Rodríguez de Castro F, Molero T, Acosta O, Julià-Serdà G, Caminero J, Cabrera P, Carrillo T
Section of Pulmonary Diseases, Hospital Universitario Ntra. Sra. del Pino, Facultad de Ciencias de la Salud, Universidad de Las Palmas, Gran Canaria, Spain.
Thorax. 1994 Jul;49(7):692-4. doi: 10.1136/thx.49.7.692.
Aneuploidy appears to be a highly specific marker for cancer, and measurement of cellular DNA content by flow cytometry is rapid and reliable. This study was undertaken to determine if the addition of DNA analysis improved the sensitivity of cytological diagnosis of malignancy in pleural fluid.
Pleural effusions from 92 patients were studied by cytological examination and flow cytometry.
In 41 patients the final diagnosis was malignancy, there were 40 cases of benign effusions including 22 with pleural tuberculosis, and in the remaining 11 patients with biopsy proven cancer the presence of malignant cells was not found by cytological and histological means in the pleural fluid. Aneuploidy and cytological malignancy were found in 14 samples. There were seven cases with abnormal flow cytometry and negative cytological results. In 12 patients the cytological test results were positive but DNA analysis was normal. Thirty six samples of fluid were both diploid and cytologically negative. Of the 22 tuberculous effusions seven contained aneuploid cells. The sensitivity of DNA and cytological analysis was 51.2% and 63.4%, respectively.

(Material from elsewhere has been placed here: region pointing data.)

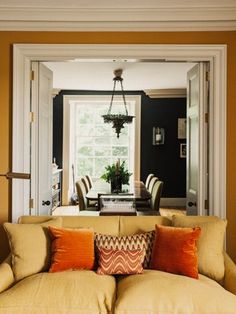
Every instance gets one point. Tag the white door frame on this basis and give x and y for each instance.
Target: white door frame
(23, 54)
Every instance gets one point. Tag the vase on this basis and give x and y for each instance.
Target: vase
(116, 184)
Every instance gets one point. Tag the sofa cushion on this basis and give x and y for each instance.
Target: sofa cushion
(175, 250)
(30, 246)
(142, 241)
(159, 292)
(101, 224)
(139, 224)
(119, 262)
(71, 249)
(70, 292)
(210, 244)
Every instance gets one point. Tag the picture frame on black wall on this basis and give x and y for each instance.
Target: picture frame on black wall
(183, 150)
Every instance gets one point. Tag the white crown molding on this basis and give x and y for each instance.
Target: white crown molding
(127, 19)
(166, 93)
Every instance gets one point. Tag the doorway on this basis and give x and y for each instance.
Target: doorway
(185, 53)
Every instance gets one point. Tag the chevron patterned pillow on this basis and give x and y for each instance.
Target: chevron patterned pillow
(120, 262)
(142, 241)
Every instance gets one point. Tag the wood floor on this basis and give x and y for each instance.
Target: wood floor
(74, 211)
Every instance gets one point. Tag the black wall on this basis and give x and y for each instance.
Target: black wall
(162, 160)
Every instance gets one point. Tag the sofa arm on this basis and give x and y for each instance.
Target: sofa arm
(6, 274)
(230, 274)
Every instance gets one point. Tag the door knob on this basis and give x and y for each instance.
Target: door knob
(46, 203)
(190, 204)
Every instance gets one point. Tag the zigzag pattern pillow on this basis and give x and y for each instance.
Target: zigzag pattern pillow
(142, 241)
(120, 262)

The specificity of DNA analysis was 74.5%.
DNA analysis of cells in malignant pleural effusions is both less sensitive and specific than the cytological diagnosis. Flow cytometric analysis is not recommended for routine use in the diagnosis of pleural effusions.
非整倍体似乎是癌症的一种高度特异性标志物,通过流式细胞术测量细胞DNA含量快速且可靠。本研究旨在确定DNA分析的加入是否能提高胸腔积液恶性病变细胞学诊断的敏感性。

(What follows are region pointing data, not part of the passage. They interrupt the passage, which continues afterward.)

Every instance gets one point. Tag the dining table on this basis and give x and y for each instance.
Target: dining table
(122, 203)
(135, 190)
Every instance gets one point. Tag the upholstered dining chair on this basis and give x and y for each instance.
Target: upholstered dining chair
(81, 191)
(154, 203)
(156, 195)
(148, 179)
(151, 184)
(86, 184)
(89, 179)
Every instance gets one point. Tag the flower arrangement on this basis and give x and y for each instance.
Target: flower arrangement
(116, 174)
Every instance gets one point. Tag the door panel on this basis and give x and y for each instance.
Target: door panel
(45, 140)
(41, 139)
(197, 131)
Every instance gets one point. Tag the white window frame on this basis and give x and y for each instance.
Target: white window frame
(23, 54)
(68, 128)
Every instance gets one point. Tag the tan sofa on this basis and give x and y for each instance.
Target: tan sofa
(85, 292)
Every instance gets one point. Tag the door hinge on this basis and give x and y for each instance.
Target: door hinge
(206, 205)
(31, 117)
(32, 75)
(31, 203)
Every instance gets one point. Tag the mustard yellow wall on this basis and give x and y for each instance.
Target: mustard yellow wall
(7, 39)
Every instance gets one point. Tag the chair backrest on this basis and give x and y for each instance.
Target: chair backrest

对92例患者的胸腔积液进行了细胞学检查和流式细胞术研究。
41例患者最终诊断为恶性肿瘤,40例为良性积液,其中22例为结核性胸膜炎,其余11例经活检证实为癌症,但胸腔积液的细胞学和组织学检查均未发现恶性细胞。14份样本中发现了非整倍体和细胞学恶性病变。7例流式细胞术异常但细胞学结果为阴性。12例患者细胞学检查结果为阳性但DNA分析正常。36份积液样本为二倍体且细胞学检查为阴性。22例结核性积液中有7例含有非整倍体细胞。DNA分析和细胞学分析的敏感性分别为51.2%和63.4%。DNA分析的特异性为74.5%。
恶性胸腔积液细胞的DNA分析在敏感性和特异性方面均低于细胞学诊断。不建议将流式细胞术分析常规用于胸腔积液的诊断。